Rastatt (ema) – Sind die richterlichen Vernehmungen im Wintersdorfer Fall von mutmaßlicher sexueller Gewalt nicht kindgerecht? Unter Betroffenen regen sich Zweifel.

Zwei Handpuppen im Untersuchungsraum einer Kinderschutzambulanz: Über ein kindgerechtes Vernehmungszimmer verfügt die Justiz in Baden-Baden nicht mehr. Foto: av

© picture alliance/dpa

Zwei Handpuppen im Untersuchungsraum einer Kinderschutzambulanz: Über ein kindgerechtes Vernehmungszimmer verfügt die Justiz in Baden-Baden nicht mehr. Foto: av

Von Egbert Mauderer

Im Zuge der weiter laufenden Ermittlungen gegen einen früheren 50-jährigen Erzieher wegen des Verdachts sexueller Gewalttaten im Kindergarten Wintersdorf sind die richterlichen Vernehmungen der Opfer vorerst abgeschlossen.
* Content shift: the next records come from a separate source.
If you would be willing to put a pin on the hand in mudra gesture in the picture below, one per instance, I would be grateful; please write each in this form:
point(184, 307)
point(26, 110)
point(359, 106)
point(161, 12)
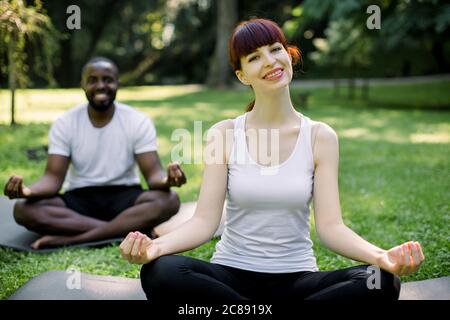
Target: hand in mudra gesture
point(139, 248)
point(403, 259)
Sieben Kinder seien bislang vernommen worden, sagte Staatsanwalt Michael Klose dem BT. Ob weitere Vernehmungen folgen, hänge von den Ermittlungen ab, da die Polizei weitere Kinder befragt habe. Unterdessen kommen Zweifel auf, ob die Anhörung in kindgerechter Weise vor sich ging.
Die Vernehmung der Kinder im Justizgebäude der Kurstadt sind mit Videokamera aufgenommen worden, um den Opfern in einem möglichen Strafprozess später Aussagen im Gerichtssaal zu ersparen. Nachdem mehrere Kinder im Dezember auf diese Art befragt worden waren, entschloss sich die Staatsanwaltschaft, die Entlassung des Verdächtigen aus der U-Haft zu beantragen, da aufgrund widersprüchlicher Aussagen und aussagepsychologischer Auffälligkeiten nicht mehr von einem dringenden Tatverdacht ausgegangen werden könne.